Karthik was Srivi’s boyfriend before Jo-Jo. But back then, he was not Karthik, he had been Tik-Tik. She had broken up with Tik-Tik when he failed to compliment her for her new dress. It had been an ugly fight with lots of tears. Srivi had just dusted off his pleas and moved on. Now, she had to make do with Jo-Jo.
“I need to break up with this boy. It makes no sense. He is obviously not in love with me. This is the third time he is cancelling on me in this month.”
I just ‘hmm’ed. I wasn’t going to read too much into her laments. This happened every week. One moment I was supposed to invest my emotions and hate him and in the next, love him, in show of my solidarity for my best friend. Their love was really exhausting for me.
“I am sorry, I don’t want to burden you with my worries. You wanted to say something?”
“Oh, uh…” I stuttered. Suddenly the idea didn’t seem that plausible. After all it required travelling across the city in search of something, which may or may not exist. After much struggle, I answered her.

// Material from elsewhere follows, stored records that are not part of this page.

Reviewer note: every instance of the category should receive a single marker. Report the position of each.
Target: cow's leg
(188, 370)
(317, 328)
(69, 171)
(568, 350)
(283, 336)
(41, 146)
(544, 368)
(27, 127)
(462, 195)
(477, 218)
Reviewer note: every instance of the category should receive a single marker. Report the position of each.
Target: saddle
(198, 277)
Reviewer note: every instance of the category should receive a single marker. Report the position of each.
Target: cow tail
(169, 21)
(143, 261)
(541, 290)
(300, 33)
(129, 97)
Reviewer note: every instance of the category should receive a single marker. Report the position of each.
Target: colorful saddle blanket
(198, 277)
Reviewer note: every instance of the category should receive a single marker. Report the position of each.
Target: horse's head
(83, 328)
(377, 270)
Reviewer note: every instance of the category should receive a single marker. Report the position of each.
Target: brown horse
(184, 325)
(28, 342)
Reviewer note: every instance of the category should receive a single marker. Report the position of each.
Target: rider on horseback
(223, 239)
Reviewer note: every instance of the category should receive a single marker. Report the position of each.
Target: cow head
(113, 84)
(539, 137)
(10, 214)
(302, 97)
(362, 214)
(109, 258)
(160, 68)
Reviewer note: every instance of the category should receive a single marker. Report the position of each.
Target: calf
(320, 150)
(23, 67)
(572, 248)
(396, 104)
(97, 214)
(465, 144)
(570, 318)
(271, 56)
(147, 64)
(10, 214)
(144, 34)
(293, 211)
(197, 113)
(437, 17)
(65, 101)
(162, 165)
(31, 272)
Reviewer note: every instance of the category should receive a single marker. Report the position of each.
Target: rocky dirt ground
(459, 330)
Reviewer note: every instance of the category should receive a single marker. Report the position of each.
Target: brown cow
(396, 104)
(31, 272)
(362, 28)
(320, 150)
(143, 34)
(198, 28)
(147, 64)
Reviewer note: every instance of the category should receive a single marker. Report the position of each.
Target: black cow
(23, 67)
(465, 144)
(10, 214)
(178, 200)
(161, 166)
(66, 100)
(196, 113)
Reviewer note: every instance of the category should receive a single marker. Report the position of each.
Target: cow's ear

“You remember how you always tell me, that I don’t do anything exciting?”
“Yes, it is true. Last time we went for that trek, you sat at the bottom of the hill waiting for us to come back because supposedly the hill has feelings, and wouldn’t want us trampling all over it,” Srivi rolled her eyes.
“Well, yes, yes. So today I am going to be proactive. I have this plan. Oprah has spoken to me.”
“You are not making sense.” Srivi was getting annoyed.
“I think we should find my dad and have our very own reunion.”